If this summer is remembered for anything, it won't be for my having another birthday, although that happened. The trillion dollars or so that has been lost on the world's markets will soon be regained by those more capable than I, so that won't be an issue for me, either. No, with any luck, I'll remember this summer as one dedicated to French Onion Soup, which has become something of an obsession with me.
Like most things, it all started many years ago when I had it for the first time. My wife at the time and I went out to some nice French restaurant, just the two of us, and I think that was the first time I ever had it. That was the most memorable part of the meal for me, even though it was also my introduction to escargot.
Anyway, all though I've had it off and on in the intervening years, it's only been the past couple of months that I've craved French onion soup. I can't get enough of it, and that's the problem.

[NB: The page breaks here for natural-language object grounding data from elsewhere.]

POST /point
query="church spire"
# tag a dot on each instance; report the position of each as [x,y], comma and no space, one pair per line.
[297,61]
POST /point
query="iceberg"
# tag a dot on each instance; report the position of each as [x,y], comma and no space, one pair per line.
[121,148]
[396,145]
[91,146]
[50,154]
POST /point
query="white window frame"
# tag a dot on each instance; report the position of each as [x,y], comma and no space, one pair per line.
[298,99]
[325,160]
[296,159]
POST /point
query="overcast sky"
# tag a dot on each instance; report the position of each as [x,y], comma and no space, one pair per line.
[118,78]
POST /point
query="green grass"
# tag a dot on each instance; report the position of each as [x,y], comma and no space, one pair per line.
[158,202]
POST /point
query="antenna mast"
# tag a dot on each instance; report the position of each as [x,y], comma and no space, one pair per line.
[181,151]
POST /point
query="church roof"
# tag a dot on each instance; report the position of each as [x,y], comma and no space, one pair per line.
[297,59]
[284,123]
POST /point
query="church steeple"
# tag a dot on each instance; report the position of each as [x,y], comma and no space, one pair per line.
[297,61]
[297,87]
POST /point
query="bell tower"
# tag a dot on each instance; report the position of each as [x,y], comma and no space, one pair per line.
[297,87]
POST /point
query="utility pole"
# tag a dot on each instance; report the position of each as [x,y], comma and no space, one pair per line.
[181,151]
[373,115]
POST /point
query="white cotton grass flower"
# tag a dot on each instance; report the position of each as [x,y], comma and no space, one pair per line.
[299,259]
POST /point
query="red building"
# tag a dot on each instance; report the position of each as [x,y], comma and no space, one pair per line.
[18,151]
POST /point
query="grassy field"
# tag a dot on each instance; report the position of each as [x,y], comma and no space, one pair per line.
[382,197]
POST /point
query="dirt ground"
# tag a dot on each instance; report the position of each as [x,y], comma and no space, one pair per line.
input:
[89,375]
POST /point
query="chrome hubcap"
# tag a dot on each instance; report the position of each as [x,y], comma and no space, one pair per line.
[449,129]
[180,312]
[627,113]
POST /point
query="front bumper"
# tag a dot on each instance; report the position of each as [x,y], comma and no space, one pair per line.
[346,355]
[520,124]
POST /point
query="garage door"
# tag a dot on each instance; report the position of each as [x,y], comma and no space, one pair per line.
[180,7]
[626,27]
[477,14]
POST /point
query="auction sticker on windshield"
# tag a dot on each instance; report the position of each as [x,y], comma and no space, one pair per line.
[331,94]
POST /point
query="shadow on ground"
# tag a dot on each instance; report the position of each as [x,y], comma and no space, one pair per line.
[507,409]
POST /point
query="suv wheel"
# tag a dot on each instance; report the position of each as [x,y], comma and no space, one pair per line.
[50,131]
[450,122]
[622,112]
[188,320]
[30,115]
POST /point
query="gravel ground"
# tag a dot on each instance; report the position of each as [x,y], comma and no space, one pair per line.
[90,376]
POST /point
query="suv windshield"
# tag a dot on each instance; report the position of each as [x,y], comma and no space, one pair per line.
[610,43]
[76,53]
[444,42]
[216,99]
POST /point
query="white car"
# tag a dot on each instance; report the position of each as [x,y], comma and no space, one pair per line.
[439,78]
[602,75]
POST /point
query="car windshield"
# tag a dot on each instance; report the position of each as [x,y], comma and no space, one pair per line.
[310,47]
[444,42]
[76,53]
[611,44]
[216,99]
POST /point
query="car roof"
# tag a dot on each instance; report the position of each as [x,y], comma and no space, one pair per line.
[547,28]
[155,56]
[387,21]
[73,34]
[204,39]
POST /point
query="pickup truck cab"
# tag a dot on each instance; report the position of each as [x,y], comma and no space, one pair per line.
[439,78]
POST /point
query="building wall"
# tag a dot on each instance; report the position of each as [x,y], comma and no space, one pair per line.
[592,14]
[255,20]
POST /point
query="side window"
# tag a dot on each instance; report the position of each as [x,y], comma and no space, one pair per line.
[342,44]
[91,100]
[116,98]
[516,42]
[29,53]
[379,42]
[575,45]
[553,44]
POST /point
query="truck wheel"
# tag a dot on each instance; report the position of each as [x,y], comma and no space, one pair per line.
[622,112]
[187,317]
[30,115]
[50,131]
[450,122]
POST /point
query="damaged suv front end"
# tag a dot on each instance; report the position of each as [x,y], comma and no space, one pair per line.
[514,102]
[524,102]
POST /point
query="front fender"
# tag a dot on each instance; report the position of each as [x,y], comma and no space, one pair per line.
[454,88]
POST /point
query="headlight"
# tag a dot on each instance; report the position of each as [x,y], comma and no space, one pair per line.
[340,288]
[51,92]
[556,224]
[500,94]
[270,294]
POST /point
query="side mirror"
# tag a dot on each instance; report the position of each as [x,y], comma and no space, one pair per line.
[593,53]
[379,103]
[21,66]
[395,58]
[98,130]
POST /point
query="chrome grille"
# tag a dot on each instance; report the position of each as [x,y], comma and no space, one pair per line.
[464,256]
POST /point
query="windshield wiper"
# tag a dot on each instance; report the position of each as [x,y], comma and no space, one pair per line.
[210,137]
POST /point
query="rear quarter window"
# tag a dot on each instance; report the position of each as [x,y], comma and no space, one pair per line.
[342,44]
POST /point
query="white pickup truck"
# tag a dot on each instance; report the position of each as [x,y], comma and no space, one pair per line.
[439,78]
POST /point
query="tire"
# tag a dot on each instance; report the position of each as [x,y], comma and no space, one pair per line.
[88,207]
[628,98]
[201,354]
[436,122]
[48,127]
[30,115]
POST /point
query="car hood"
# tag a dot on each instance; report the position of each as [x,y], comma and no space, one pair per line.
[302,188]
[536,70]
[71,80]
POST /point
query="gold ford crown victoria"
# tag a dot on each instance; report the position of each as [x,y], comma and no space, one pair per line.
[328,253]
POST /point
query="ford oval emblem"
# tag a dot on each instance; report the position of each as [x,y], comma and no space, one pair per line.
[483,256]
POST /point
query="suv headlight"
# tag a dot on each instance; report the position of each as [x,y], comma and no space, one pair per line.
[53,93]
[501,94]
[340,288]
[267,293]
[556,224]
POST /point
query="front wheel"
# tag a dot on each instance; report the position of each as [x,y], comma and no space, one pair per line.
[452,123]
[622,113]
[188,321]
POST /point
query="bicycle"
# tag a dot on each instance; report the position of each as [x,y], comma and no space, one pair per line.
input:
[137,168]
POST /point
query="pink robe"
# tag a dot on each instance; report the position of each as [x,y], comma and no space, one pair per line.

It used to be that I could find Progresso French Onion soup even when I wasn't looking for it. It was everywhere. Now, the markets I frequent don't carry that variety, and I've had to try some others. Campbells has one, but it tastes funny to me, metallic, and only works in a pinch. I tried looking up recipes to make my own, but Alton Brown's first step required purchasing a fifty dollar electric skillet, so that put me in a deep funk from which I've barely recovered.

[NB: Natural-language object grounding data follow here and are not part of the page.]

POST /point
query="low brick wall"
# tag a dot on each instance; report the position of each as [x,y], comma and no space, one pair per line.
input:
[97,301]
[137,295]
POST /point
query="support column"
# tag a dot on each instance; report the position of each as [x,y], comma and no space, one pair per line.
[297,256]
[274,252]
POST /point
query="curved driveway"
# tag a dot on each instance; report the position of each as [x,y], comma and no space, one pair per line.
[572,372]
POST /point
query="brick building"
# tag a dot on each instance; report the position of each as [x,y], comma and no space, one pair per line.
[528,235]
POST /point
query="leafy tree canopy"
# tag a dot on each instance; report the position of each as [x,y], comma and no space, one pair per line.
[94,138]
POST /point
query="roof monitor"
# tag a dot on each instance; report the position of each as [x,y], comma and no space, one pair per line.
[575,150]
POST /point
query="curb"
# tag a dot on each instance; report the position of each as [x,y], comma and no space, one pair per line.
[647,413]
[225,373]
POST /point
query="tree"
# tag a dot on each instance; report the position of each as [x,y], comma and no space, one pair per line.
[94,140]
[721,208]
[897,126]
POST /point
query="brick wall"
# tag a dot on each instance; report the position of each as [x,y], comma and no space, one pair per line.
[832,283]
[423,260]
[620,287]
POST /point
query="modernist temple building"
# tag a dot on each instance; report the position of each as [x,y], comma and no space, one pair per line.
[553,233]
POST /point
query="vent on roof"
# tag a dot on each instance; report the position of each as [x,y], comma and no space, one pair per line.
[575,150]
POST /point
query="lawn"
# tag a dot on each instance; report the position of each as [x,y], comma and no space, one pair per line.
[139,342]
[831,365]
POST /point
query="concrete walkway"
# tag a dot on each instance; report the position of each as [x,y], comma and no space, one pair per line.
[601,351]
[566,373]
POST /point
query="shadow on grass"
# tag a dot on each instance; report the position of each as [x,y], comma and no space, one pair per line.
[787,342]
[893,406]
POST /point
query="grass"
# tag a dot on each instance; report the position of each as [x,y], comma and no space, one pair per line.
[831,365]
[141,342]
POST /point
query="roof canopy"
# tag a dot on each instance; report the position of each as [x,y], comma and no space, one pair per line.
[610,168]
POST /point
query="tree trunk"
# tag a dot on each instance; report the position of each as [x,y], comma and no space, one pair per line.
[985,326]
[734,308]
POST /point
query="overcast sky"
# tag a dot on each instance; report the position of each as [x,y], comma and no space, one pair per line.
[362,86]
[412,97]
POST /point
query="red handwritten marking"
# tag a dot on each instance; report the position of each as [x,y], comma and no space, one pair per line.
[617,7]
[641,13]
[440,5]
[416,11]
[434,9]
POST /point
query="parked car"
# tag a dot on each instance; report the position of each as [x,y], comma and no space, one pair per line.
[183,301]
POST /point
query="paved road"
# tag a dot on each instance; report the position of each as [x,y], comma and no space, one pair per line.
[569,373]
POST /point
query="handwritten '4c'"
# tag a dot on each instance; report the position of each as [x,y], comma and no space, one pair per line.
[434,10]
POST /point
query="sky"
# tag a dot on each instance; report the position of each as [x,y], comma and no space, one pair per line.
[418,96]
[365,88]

If I had the money for fifty dollar electric skillets, I'd go out to eat.
This past weekend, on a whim, I thought I'd check out this Bristol Farms market, which I'd seen a few of around town. It's like a Gelson's, only, if this is possible, only more expensive. They carry a good selection of all many of the regular favorites, all at a hefty markup, and many other frightfully expensive goods as well. This Bristol Farms, I quickly concluded, is where rich folk go to get the good food that us masses can only ever hope to taste.
Still, I thought it might be worth it to check out their soup selection, if only to see if they had some of that soup I craved. They carry the Progressive brand, but not French Onion. They did, however, have some jar of French Onion soup with a cute calico cover and a health-inspiring name, but it looked to me more like gravy than soup. Not that there's anything wrong with gravy, not if you have a biscuit laying around, but if there's one thing I demand of French Onion soup it's that it contains, you know, onions.
Pieces of onion. Fibrousy pieces of onion. Pieces you can chew. Chew, taste, and swallow.
They had another store name variety, for about six bucks I might add, that also lacked any particulate onion, and I passed on both of them. Is it too much to ask for onions in my onion soup? I did get some dried package, I think (I'll have to check the cupboard, later), which I hope contains more than dried powdered onion dust.
The rich may very well eat better than you and I, but when it comes to French Onion Soup, it looks as if they may as well sip it through a straw.